Looking for something to watch? I recommend The Offer


A few months ago, I recommended the Paramount Plus limited series The Offer, a dramatization of producer Al Ruddy’s experience of making the 1972 film The Godfather with Francis Ford Coppola. In Ruddy’s account of events, just about everything that could go wrong did go wrong, and he and his team constantly had to put out metaphorical fires and improvise solutions for every kind of conceivable problem. Several readers and listeners have written in and said they’ve enjoyed it. 
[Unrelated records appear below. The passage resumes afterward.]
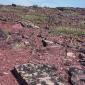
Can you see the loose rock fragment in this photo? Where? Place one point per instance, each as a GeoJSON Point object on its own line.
{"type": "Point", "coordinates": [38, 74]}
{"type": "Point", "coordinates": [77, 76]}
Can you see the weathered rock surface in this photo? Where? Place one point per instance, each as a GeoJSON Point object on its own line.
{"type": "Point", "coordinates": [77, 76]}
{"type": "Point", "coordinates": [39, 74]}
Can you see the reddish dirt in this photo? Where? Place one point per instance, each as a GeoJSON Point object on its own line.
{"type": "Point", "coordinates": [54, 54]}
{"type": "Point", "coordinates": [8, 59]}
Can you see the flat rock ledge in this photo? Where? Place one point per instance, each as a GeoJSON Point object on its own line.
{"type": "Point", "coordinates": [37, 74]}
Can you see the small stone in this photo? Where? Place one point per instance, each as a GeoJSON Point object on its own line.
{"type": "Point", "coordinates": [71, 54]}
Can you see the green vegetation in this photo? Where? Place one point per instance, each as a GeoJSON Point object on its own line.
{"type": "Point", "coordinates": [68, 30]}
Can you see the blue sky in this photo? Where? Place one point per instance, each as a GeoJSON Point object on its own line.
{"type": "Point", "coordinates": [50, 3]}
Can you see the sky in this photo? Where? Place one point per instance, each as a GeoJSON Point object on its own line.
{"type": "Point", "coordinates": [46, 3]}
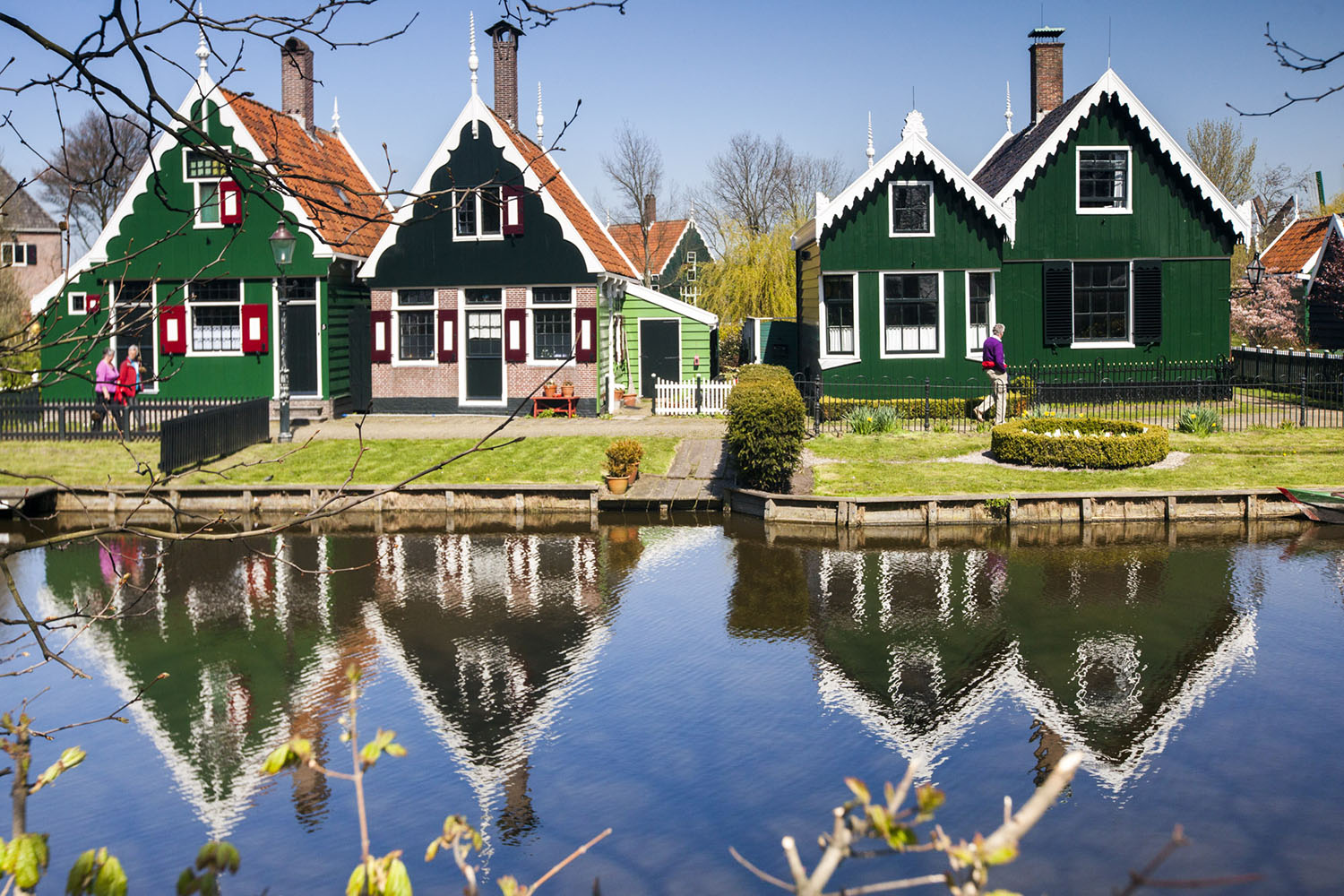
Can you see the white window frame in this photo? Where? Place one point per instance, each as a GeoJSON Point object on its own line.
{"type": "Point", "coordinates": [882, 317]}
{"type": "Point", "coordinates": [198, 183]}
{"type": "Point", "coordinates": [475, 195]}
{"type": "Point", "coordinates": [1128, 209]}
{"type": "Point", "coordinates": [975, 349]}
{"type": "Point", "coordinates": [1129, 304]}
{"type": "Point", "coordinates": [191, 317]}
{"type": "Point", "coordinates": [548, 306]}
{"type": "Point", "coordinates": [397, 327]}
{"type": "Point", "coordinates": [822, 316]}
{"type": "Point", "coordinates": [892, 223]}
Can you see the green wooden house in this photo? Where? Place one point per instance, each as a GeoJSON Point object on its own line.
{"type": "Point", "coordinates": [185, 271]}
{"type": "Point", "coordinates": [1089, 234]}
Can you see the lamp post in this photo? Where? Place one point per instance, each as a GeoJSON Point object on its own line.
{"type": "Point", "coordinates": [282, 247]}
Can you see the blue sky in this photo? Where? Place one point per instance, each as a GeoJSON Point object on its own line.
{"type": "Point", "coordinates": [693, 73]}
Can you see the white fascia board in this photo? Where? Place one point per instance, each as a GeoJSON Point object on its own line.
{"type": "Point", "coordinates": [674, 306]}
{"type": "Point", "coordinates": [1110, 83]}
{"type": "Point", "coordinates": [911, 148]}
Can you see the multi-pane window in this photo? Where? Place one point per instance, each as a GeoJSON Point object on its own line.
{"type": "Point", "coordinates": [215, 314]}
{"type": "Point", "coordinates": [911, 210]}
{"type": "Point", "coordinates": [416, 324]}
{"type": "Point", "coordinates": [553, 323]}
{"type": "Point", "coordinates": [980, 293]}
{"type": "Point", "coordinates": [1102, 179]}
{"type": "Point", "coordinates": [478, 212]}
{"type": "Point", "coordinates": [838, 295]}
{"type": "Point", "coordinates": [910, 309]}
{"type": "Point", "coordinates": [1101, 301]}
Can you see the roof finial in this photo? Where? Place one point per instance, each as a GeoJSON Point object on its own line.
{"type": "Point", "coordinates": [473, 62]}
{"type": "Point", "coordinates": [868, 151]}
{"type": "Point", "coordinates": [202, 47]}
{"type": "Point", "coordinates": [540, 118]}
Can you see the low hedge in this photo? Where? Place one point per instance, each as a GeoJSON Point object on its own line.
{"type": "Point", "coordinates": [766, 424]}
{"type": "Point", "coordinates": [1082, 443]}
{"type": "Point", "coordinates": [913, 409]}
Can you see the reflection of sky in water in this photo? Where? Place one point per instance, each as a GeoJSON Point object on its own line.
{"type": "Point", "coordinates": [695, 689]}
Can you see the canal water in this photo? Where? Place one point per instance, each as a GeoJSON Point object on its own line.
{"type": "Point", "coordinates": [696, 688]}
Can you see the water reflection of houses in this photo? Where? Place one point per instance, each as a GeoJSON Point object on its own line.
{"type": "Point", "coordinates": [1109, 646]}
{"type": "Point", "coordinates": [492, 634]}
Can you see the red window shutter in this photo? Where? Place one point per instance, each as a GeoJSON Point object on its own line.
{"type": "Point", "coordinates": [515, 335]}
{"type": "Point", "coordinates": [446, 335]}
{"type": "Point", "coordinates": [585, 336]}
{"type": "Point", "coordinates": [230, 203]}
{"type": "Point", "coordinates": [511, 214]}
{"type": "Point", "coordinates": [172, 330]}
{"type": "Point", "coordinates": [255, 328]}
{"type": "Point", "coordinates": [381, 338]}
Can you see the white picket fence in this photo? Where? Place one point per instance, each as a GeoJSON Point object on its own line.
{"type": "Point", "coordinates": [685, 398]}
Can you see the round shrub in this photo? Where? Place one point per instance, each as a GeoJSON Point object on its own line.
{"type": "Point", "coordinates": [1078, 443]}
{"type": "Point", "coordinates": [766, 424]}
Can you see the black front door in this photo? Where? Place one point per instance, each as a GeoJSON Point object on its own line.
{"type": "Point", "coordinates": [301, 338]}
{"type": "Point", "coordinates": [660, 354]}
{"type": "Point", "coordinates": [486, 357]}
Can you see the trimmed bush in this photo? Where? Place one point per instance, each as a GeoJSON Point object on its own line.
{"type": "Point", "coordinates": [1078, 443]}
{"type": "Point", "coordinates": [766, 424]}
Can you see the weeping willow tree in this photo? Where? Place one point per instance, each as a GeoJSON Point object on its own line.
{"type": "Point", "coordinates": [753, 277]}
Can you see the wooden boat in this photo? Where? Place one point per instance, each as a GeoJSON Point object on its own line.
{"type": "Point", "coordinates": [1322, 506]}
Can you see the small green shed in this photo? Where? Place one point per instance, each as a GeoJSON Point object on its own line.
{"type": "Point", "coordinates": [655, 335]}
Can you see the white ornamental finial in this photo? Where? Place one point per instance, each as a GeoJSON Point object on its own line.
{"type": "Point", "coordinates": [473, 62]}
{"type": "Point", "coordinates": [914, 125]}
{"type": "Point", "coordinates": [202, 47]}
{"type": "Point", "coordinates": [540, 118]}
{"type": "Point", "coordinates": [868, 151]}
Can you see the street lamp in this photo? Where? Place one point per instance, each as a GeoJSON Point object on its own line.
{"type": "Point", "coordinates": [282, 247]}
{"type": "Point", "coordinates": [1254, 271]}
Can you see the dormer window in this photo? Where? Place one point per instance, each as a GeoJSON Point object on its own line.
{"type": "Point", "coordinates": [911, 209]}
{"type": "Point", "coordinates": [1104, 180]}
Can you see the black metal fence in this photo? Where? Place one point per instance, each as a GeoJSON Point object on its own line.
{"type": "Point", "coordinates": [1305, 394]}
{"type": "Point", "coordinates": [215, 432]}
{"type": "Point", "coordinates": [24, 416]}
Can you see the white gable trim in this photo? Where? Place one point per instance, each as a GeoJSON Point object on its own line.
{"type": "Point", "coordinates": [674, 306]}
{"type": "Point", "coordinates": [1110, 83]}
{"type": "Point", "coordinates": [909, 150]}
{"type": "Point", "coordinates": [478, 112]}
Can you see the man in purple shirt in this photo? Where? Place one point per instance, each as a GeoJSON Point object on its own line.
{"type": "Point", "coordinates": [996, 367]}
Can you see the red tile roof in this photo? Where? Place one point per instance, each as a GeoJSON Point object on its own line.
{"type": "Point", "coordinates": [559, 188]}
{"type": "Point", "coordinates": [1296, 245]}
{"type": "Point", "coordinates": [343, 204]}
{"type": "Point", "coordinates": [664, 237]}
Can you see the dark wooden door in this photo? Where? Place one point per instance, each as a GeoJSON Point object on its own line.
{"type": "Point", "coordinates": [660, 352]}
{"type": "Point", "coordinates": [301, 335]}
{"type": "Point", "coordinates": [486, 357]}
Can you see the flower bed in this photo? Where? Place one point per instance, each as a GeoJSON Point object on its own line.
{"type": "Point", "coordinates": [1078, 443]}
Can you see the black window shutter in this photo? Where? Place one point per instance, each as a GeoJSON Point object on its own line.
{"type": "Point", "coordinates": [1148, 303]}
{"type": "Point", "coordinates": [1058, 301]}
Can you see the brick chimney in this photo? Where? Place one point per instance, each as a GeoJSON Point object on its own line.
{"type": "Point", "coordinates": [1047, 72]}
{"type": "Point", "coordinates": [505, 70]}
{"type": "Point", "coordinates": [296, 82]}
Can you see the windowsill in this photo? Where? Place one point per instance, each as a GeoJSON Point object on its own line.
{"type": "Point", "coordinates": [1104, 344]}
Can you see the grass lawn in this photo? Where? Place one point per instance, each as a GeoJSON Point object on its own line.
{"type": "Point", "coordinates": [556, 458]}
{"type": "Point", "coordinates": [908, 463]}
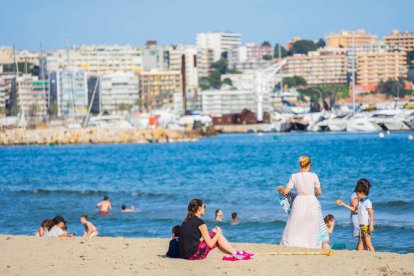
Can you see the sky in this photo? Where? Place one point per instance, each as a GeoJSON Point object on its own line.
{"type": "Point", "coordinates": [56, 23]}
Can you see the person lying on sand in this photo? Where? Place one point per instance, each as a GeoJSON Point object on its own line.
{"type": "Point", "coordinates": [90, 229]}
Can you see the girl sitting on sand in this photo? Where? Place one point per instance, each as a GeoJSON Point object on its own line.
{"type": "Point", "coordinates": [192, 247]}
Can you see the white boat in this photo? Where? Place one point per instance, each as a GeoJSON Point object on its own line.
{"type": "Point", "coordinates": [361, 123]}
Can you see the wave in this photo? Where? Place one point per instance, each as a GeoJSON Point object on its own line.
{"type": "Point", "coordinates": [394, 204]}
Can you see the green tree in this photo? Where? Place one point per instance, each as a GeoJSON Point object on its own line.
{"type": "Point", "coordinates": [303, 47]}
{"type": "Point", "coordinates": [283, 51]}
{"type": "Point", "coordinates": [266, 44]}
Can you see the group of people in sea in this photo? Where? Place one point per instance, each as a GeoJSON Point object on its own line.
{"type": "Point", "coordinates": [305, 226]}
{"type": "Point", "coordinates": [57, 227]}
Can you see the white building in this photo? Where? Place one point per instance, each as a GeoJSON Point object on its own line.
{"type": "Point", "coordinates": [219, 102]}
{"type": "Point", "coordinates": [32, 96]}
{"type": "Point", "coordinates": [118, 92]}
{"type": "Point", "coordinates": [72, 93]}
{"type": "Point", "coordinates": [218, 42]}
{"type": "Point", "coordinates": [97, 60]}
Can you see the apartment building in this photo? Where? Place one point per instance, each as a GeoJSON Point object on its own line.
{"type": "Point", "coordinates": [118, 92]}
{"type": "Point", "coordinates": [218, 42]}
{"type": "Point", "coordinates": [97, 60]}
{"type": "Point", "coordinates": [317, 68]}
{"type": "Point", "coordinates": [158, 89]}
{"type": "Point", "coordinates": [403, 39]}
{"type": "Point", "coordinates": [32, 96]}
{"type": "Point", "coordinates": [72, 93]}
{"type": "Point", "coordinates": [378, 63]}
{"type": "Point", "coordinates": [345, 39]}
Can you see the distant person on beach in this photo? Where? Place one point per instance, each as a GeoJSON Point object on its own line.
{"type": "Point", "coordinates": [90, 229]}
{"type": "Point", "coordinates": [124, 209]}
{"type": "Point", "coordinates": [303, 225]}
{"type": "Point", "coordinates": [173, 248]}
{"type": "Point", "coordinates": [234, 218]}
{"type": "Point", "coordinates": [219, 215]}
{"type": "Point", "coordinates": [196, 241]}
{"type": "Point", "coordinates": [58, 229]}
{"type": "Point", "coordinates": [330, 224]}
{"type": "Point", "coordinates": [365, 216]}
{"type": "Point", "coordinates": [104, 206]}
{"type": "Point", "coordinates": [44, 227]}
{"type": "Point", "coordinates": [354, 204]}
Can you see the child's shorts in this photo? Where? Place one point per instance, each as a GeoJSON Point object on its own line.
{"type": "Point", "coordinates": [364, 231]}
{"type": "Point", "coordinates": [203, 249]}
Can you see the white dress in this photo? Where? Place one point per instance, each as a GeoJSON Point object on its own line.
{"type": "Point", "coordinates": [303, 225]}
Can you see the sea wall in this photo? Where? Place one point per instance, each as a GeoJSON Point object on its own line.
{"type": "Point", "coordinates": [63, 136]}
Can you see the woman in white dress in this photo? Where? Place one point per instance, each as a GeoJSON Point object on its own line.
{"type": "Point", "coordinates": [304, 222]}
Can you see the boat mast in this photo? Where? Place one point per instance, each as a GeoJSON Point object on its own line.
{"type": "Point", "coordinates": [353, 72]}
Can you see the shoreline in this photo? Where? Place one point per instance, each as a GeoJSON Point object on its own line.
{"type": "Point", "coordinates": [28, 255]}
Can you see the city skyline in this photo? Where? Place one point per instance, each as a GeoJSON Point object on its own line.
{"type": "Point", "coordinates": [130, 22]}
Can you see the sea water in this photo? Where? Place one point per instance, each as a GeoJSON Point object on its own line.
{"type": "Point", "coordinates": [237, 173]}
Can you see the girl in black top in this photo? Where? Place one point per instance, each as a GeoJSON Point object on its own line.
{"type": "Point", "coordinates": [192, 247]}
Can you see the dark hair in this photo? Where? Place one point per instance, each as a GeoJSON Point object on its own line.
{"type": "Point", "coordinates": [176, 230]}
{"type": "Point", "coordinates": [328, 218]}
{"type": "Point", "coordinates": [218, 210]}
{"type": "Point", "coordinates": [363, 186]}
{"type": "Point", "coordinates": [193, 207]}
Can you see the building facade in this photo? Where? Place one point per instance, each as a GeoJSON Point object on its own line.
{"type": "Point", "coordinates": [346, 39]}
{"type": "Point", "coordinates": [119, 91]}
{"type": "Point", "coordinates": [71, 93]}
{"type": "Point", "coordinates": [379, 63]}
{"type": "Point", "coordinates": [158, 89]}
{"type": "Point", "coordinates": [317, 68]}
{"type": "Point", "coordinates": [32, 96]}
{"type": "Point", "coordinates": [97, 60]}
{"type": "Point", "coordinates": [403, 39]}
{"type": "Point", "coordinates": [218, 42]}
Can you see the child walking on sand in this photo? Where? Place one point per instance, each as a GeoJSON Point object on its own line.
{"type": "Point", "coordinates": [104, 206]}
{"type": "Point", "coordinates": [330, 224]}
{"type": "Point", "coordinates": [90, 229]}
{"type": "Point", "coordinates": [365, 215]}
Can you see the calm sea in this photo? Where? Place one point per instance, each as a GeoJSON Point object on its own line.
{"type": "Point", "coordinates": [237, 173]}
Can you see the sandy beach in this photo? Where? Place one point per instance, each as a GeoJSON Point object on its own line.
{"type": "Point", "coordinates": [23, 255]}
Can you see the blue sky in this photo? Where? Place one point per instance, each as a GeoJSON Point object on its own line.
{"type": "Point", "coordinates": [172, 22]}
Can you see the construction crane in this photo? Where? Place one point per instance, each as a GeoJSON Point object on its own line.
{"type": "Point", "coordinates": [265, 81]}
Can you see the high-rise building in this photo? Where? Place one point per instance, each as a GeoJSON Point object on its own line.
{"type": "Point", "coordinates": [403, 39]}
{"type": "Point", "coordinates": [72, 93]}
{"type": "Point", "coordinates": [32, 96]}
{"type": "Point", "coordinates": [378, 63]}
{"type": "Point", "coordinates": [155, 57]}
{"type": "Point", "coordinates": [158, 89]}
{"type": "Point", "coordinates": [118, 92]}
{"type": "Point", "coordinates": [97, 60]}
{"type": "Point", "coordinates": [218, 42]}
{"type": "Point", "coordinates": [345, 39]}
{"type": "Point", "coordinates": [317, 68]}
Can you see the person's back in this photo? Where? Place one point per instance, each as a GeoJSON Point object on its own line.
{"type": "Point", "coordinates": [304, 183]}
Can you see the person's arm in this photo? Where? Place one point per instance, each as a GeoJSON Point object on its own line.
{"type": "Point", "coordinates": [350, 208]}
{"type": "Point", "coordinates": [371, 219]}
{"type": "Point", "coordinates": [206, 236]}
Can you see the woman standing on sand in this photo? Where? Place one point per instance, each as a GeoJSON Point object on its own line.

Chock full of, “Hey, it’s that guy!” character actors playing against type, the series almost parallels a heist film. You’ve got the mastermind — Ruddy, played by Miles Teller, and one by one, he assembles his crew of misfits: right-hand woman Bettye McCartt (Juno Temple), author Mario Puzo (Patrick Gallo), director Coppola (Dan Fogler, who usually plays larger-than-life comedic characters and shows exceptional range here) and eventually, the eccentric but ingenious Marlon Brando (Justin Chambers). All if this is under the eye of Paramount boss Robert Evans, played by Matthew Goode, as a jovial, fast-talking, always-moving king of Hollywood. If Goode’s performance were any bigger, he would be Austin Powers. Burn Gorman, whom you know as the odd-looking sinister henchman from a bunch of your favorite films, plays the manic and mercurial CEO Charles Bluhdorn, and Colin Hanks, and who looks and sounds more and more like his father with each passing year, is the skeptical executive Barry Lapidus.

This is another case where, at least by the measuring stick of the website Rotten Tomatoes, the tastes of the critics and the tastes of the general public diverge rather sharply: Roughly 57 percent of critics liked it, while 95 percent of viewers who registered their opinion with the site liked it.

Now, perhaps that audience response is self-selecting, as those disinclined to like it wouldn’t watch. But if that was the case, then every movie and show on Rotten Tomatoes would have a similar sterling score.

And when I started looking for reviews of The Offer, it seemed like the ones I found hated it.

Rolling Stone called it “a total waste of time.” The Hollywood Reporter shrugged, saying, “It’s a whole lot of trivia and very little substance.” IndieWire sneered it was “a soulless, vapid piece of Content™ that’s about as far removed from ‘art’ as professionally produced television can get.” The AVClub went with the predictable declaration that it “sleeps with the fishes.”

A lot of the reviews seemed almost angry at the series for existing at all. Maybe it’s because they love The Godfather and its sequel so much — there was only one sequel, right? Right? — that they think the films will be harmed by the show.

But I couldn’t help but wonder if some critics were irritated that this fairly big-budget, big-cast, prestige TV offering wasn’t serving them one clear modern message — or “The Message™” as the sardonic YouTuber Critical Drinker calls it.

There are a few scenes that demonstrate how badly women were treated in Hollywood back then. (Boy, good thing that’s all fixed, right?) And the New York mob’s attitudes toward African Americans are as awful as you would suspect. But those are lines and scenes here and there, by no means the series’ central theme or message.

By and large, the message of The Offer is that sometimes it takes a bunch of impassioned oddballs to make a masterpiece. Ruddy and his team are quintessential underdogs — insufficiently experienced, insufficiently well-connected, scraping by on a minimal budget — and, as the story tells it, continually doubted, undermined, opposed, and underestimated. But they believe they’ve got the pieces of a spectacular movie in their hands, and they doggedly keep finding new ways to push the creation process forward.

The Offer isn’t perfect. It doesn’t stick the landing; the last episode or two run low on momentum; as the film gets closer to completion, the stakes feel lower.

But looking at the numerous scathing or near-scathing reviews, I’m left wondering . . . do today’s reviewers not merely reflexively dislike any work that could be construed as conservative, or do they instinctively dislike any work that is apolitical? Is it that, because The Offer doesn’t have much to say about the environment, race relations, gay rights, Donald Trump, or any other 2022 cause célèbre that certain reviewers just couldn’t find anything interesting in it?

The Offer is a really fun series that allows you to escape all of the political and cultural controversies of the modern day . . . and I think some critics really disliked it for being that.